Qui a mieux peint l’hiver (3)? (Dictionnaire des lieux sebaldiens (15): l’Escaut)

7 janvier 2010

Austerlitz, p.20-21
« Et, de la même manière qu’il avait conclu ce premier soir, Austerlitz poursuivit ses considérations le lendemain, sur la promenade en terrasse au bord de l’Escaut où nous nous étions donné rendez-vous. Il désigna le large ruban liquide qui étincelait sous le soleil du matin et parla d’un tableau datant de la fin du XVIème siècle, époque que l’on a appelée la petite période glaciaire, où Lucas Van Valckenborch donne à voir depuis l’autre rive l’Escaut entièrement gelé, avec derrière, obscures, la ville d’Anvers et une bande de terre plate s’étendant jusqu’à la côte. Au-dessus de la tour de la cathédrale Notre-Dame, un ciel sombre libère une chute de neige, et là-bas, au loin, sur le fleuve que nous contemplons quatre siècles plus tard, les Anversois s’ébattent sur la glace, gens du peuple en sarraus couleur de terre et personnes de condition en pèlerines noires, avec fraises de dentelle blanche autour du cou. Au premier plan, vers le bord droit du tableau, une dame est tombée. Elle porte une robe jaune canari et le galant homme qui se penche vers elle avec sollicitude des culottes rouges, très voyantes  dans la lumière blafarde. »
(Actes Sud, traduction Patrick Charbonneau)

C’est le deuxième jour à Anvers, au bord de l’Escaut. En ce mois de juin 1967 les eaux s’écoulent tranquillement mais l’esprit de Jacques Austerlitz fige l’image un instant d’insouciance : le cours du temps est remonté de quatre siècles et suspendu au pinceau de Van Valckenborch (1535-1597), au geste de l’homme aux culottes rouges et aux joies du patin à glace. Anvers oublie les désordres qui la déchirent alors entre Espagnols et Hollandais, catholiques et protestants. Les deux personnages, quant à eux, achèvent de sceller une complicité nouée la veille, dans la salle des pas perdus de la Gare centrale.

Pourquoi la chute de cette femme anonyme, en « robe jaune canari », retient-elle autant l’attention ? Au seuil du récit, cette figure du désarroi et de la fragilité annonce d’autres malheurs, d’autres tentatives de sauvetage, d’autres visages impossibles à dessiner avec exactitude (celui de sa mère Agatha, en particulier). Le détail sur lequel Austerlitz attire le regard devient un augure métonymique de l’ensemble d’un texte et d’une oeuvre qui fonctionnent constamment de la complémentarité entre la petite et la grande échelle.

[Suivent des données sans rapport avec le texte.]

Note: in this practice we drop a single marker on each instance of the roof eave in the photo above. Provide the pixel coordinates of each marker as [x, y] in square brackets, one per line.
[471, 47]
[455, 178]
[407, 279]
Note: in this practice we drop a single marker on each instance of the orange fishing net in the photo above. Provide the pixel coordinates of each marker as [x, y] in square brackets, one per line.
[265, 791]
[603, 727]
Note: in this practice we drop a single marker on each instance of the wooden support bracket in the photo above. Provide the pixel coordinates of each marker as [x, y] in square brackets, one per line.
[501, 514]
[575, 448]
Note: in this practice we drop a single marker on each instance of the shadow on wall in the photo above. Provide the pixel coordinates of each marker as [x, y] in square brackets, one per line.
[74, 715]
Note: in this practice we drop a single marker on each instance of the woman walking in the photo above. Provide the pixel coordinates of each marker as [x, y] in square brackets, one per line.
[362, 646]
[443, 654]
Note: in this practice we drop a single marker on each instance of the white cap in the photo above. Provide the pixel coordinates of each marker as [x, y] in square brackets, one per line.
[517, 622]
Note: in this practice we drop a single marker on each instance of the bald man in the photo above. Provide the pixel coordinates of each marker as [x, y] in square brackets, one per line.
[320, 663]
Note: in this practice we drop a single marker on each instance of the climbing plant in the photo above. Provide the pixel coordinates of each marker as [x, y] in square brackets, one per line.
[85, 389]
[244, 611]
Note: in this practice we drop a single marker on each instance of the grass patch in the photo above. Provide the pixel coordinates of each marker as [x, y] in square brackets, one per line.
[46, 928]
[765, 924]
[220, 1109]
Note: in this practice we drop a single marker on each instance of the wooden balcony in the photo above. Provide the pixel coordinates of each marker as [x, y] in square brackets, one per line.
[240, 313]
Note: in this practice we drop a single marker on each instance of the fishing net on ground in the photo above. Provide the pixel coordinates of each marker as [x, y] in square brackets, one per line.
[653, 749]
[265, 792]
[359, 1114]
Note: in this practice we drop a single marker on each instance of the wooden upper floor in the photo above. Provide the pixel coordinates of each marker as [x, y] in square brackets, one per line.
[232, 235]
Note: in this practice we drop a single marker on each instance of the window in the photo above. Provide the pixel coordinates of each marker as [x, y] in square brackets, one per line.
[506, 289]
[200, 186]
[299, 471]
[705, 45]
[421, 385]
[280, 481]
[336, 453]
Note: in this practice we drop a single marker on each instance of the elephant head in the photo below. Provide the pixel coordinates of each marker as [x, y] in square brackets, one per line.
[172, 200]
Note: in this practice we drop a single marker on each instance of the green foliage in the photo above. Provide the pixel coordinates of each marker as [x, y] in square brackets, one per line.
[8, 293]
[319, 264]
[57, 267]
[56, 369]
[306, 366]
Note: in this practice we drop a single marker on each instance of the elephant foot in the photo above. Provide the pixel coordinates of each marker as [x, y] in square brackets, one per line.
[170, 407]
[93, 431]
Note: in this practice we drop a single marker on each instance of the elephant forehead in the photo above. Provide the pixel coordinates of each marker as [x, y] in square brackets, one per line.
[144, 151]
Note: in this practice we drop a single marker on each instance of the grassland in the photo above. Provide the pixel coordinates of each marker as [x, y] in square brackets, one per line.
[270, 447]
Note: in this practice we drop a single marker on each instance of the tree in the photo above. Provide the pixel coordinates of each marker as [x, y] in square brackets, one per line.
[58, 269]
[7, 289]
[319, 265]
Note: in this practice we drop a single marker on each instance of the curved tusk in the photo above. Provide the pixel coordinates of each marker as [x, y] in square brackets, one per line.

Comme on ne devise jamais au bord du même fleuve, les deux compagnons se retrouvent un autre hiver, sur la même rive mais en aval dans le récit et sur l’estuaire, du côté des Hollandais qui en ont longtemps contrôlé l’accès stratégique, après bien d’autres (Espagnols, Anglais, Autrichiens, Français), le fermant même parfois à la navigation. Cependant l’Escaut des débuts de la construction européenne n’a plus rien du fleuve disputé des siècles précédents, et près de son embouchure il ne ressemble plus à un « ruban serpentant » à travers la ville; s’ouvrant à la Mer du Nord il se confond de plus en plus avec elle et perd son identité de cours d’eau.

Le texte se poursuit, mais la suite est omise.